In July, days before Trump’s post-White House transition period was scheduled to end, his staff asked the GSA if they could continue to use four government-funded laptops for volunteers.
The GSA denied the request.
“The Federal Government does not provide laptops for non-federal employees. Therefore, laptops under the Former President will be provided for those who are on-boarded as employees,” Kathleen Geisler, the GSA director of outgoing transition, wrote to Trump’s staff.
All eight Trump aides who were named in the latest GSA documents also worked on Trump’s post-presidential transition team, where they also received government salaries.
The transition period ended on July 21 — six months after Trump left office. Each of the 14 staff who stayed on Trump’s payroll was set to make $10,000 annually for their work in the Office of the Former President, with the exception of Thompson, whose salary was listed as $20,000.
Those annual salaries are less than all of them made during the post-presidential transition period. Miller’s annualized salary was $160,000 during the six-month transition, according to a batch of documents previously released by the GSA. All the seven other named aides made at least $135,000 in annualized salaries on the post-presidential transition.

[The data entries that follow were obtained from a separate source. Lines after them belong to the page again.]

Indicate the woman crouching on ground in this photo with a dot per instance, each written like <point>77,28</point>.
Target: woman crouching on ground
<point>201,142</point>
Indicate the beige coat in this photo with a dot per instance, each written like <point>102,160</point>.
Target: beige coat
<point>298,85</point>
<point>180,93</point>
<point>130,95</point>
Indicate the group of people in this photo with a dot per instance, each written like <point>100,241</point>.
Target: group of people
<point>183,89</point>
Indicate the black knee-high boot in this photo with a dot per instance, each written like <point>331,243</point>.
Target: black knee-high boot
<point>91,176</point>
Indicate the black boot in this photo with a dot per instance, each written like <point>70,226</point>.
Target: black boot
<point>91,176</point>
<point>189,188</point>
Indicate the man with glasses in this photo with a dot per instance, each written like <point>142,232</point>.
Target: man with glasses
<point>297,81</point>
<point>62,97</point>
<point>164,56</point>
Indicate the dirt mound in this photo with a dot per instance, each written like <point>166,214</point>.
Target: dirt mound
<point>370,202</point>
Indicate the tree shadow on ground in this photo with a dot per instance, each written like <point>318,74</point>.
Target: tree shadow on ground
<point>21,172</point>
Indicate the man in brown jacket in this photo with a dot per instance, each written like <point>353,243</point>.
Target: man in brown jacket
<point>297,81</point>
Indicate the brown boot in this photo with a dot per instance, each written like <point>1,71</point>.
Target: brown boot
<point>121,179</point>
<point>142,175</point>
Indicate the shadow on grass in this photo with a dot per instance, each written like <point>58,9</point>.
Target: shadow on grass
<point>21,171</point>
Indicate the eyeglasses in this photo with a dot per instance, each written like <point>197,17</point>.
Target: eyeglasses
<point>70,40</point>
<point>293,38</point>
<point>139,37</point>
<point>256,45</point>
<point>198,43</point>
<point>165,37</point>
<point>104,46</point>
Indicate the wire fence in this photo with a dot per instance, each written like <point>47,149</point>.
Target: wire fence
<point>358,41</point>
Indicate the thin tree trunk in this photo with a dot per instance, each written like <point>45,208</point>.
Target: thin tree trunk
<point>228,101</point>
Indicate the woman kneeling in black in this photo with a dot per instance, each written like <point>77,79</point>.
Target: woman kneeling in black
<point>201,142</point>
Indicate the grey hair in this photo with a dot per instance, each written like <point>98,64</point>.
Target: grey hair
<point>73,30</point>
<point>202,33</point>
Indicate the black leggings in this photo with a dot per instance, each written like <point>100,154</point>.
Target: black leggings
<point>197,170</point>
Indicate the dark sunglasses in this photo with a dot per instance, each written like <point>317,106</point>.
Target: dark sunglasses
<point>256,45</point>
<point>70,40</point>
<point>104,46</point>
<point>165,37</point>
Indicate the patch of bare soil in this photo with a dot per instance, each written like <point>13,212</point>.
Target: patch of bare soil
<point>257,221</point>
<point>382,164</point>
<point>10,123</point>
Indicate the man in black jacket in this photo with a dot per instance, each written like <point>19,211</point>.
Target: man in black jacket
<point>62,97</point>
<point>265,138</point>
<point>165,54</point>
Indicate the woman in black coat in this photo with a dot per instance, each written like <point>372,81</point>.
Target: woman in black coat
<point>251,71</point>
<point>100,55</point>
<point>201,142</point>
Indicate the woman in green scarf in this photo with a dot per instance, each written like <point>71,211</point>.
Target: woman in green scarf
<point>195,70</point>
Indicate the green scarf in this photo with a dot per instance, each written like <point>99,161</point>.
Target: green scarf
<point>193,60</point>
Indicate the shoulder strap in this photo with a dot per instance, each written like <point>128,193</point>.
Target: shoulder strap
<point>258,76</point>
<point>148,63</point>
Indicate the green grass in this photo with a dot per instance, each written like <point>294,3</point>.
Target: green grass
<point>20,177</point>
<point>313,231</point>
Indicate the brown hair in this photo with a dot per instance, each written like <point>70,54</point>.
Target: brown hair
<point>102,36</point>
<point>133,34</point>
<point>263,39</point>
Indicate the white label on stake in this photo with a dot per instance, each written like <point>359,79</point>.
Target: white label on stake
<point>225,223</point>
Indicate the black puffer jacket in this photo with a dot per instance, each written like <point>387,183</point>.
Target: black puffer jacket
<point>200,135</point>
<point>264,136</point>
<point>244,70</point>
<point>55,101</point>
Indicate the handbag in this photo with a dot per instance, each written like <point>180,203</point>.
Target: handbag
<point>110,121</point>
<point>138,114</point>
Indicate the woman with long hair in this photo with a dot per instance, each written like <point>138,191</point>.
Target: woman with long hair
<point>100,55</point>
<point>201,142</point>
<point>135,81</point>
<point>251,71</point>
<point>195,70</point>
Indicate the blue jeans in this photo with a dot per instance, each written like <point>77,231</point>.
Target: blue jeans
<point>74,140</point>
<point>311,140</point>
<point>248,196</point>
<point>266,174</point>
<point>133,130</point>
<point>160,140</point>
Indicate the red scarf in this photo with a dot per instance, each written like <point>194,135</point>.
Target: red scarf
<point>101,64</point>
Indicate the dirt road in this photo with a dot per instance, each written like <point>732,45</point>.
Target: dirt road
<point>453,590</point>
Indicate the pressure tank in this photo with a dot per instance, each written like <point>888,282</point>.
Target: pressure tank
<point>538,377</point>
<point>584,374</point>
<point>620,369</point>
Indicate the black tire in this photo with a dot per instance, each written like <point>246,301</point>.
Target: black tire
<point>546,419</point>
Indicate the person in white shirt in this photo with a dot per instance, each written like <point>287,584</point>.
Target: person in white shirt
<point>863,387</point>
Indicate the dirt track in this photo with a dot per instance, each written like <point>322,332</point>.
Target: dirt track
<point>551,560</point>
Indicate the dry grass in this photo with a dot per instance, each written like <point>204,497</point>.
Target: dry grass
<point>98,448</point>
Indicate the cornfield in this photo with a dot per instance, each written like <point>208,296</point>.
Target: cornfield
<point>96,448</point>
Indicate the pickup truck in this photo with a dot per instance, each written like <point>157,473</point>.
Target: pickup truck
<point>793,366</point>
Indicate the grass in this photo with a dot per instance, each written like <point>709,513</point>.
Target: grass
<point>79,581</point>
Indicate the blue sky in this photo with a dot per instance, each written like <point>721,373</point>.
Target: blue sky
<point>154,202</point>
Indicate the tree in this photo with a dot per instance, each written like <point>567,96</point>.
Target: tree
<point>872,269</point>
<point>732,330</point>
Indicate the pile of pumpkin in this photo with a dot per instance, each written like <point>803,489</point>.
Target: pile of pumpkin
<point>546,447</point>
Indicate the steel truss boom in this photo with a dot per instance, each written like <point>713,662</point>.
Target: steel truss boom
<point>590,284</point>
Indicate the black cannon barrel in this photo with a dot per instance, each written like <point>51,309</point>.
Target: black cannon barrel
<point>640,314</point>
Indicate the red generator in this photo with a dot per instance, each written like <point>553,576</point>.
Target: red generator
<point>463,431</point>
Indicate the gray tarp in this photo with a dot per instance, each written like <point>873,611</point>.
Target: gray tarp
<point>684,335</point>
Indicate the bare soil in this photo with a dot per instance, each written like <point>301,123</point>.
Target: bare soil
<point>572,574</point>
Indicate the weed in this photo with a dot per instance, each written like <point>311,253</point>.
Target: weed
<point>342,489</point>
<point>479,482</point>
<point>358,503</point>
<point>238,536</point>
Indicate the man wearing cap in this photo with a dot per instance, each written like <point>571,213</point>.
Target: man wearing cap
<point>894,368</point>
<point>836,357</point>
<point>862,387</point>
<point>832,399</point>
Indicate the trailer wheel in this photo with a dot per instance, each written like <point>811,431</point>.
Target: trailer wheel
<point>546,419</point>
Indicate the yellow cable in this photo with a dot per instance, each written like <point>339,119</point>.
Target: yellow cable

The Trump gig isn’t Miller’s only job. He’s also a cofounder of America First Legal, an organization devoted to challenging the Biden administration’s policies in court. He launched the group with other Trump alumni, including former White House chief of staff Mark Meadows.
Trump is still collecting government checks, too, even though he said multiple times that he donated his White House salary when he was in office.
He received $99,323 in pension payments between January 20 and July, the GSA told Insider. The law entitles former presidents to pensions that are equal to the salary of Cabinet secretaries, which is $221,400 in 2021.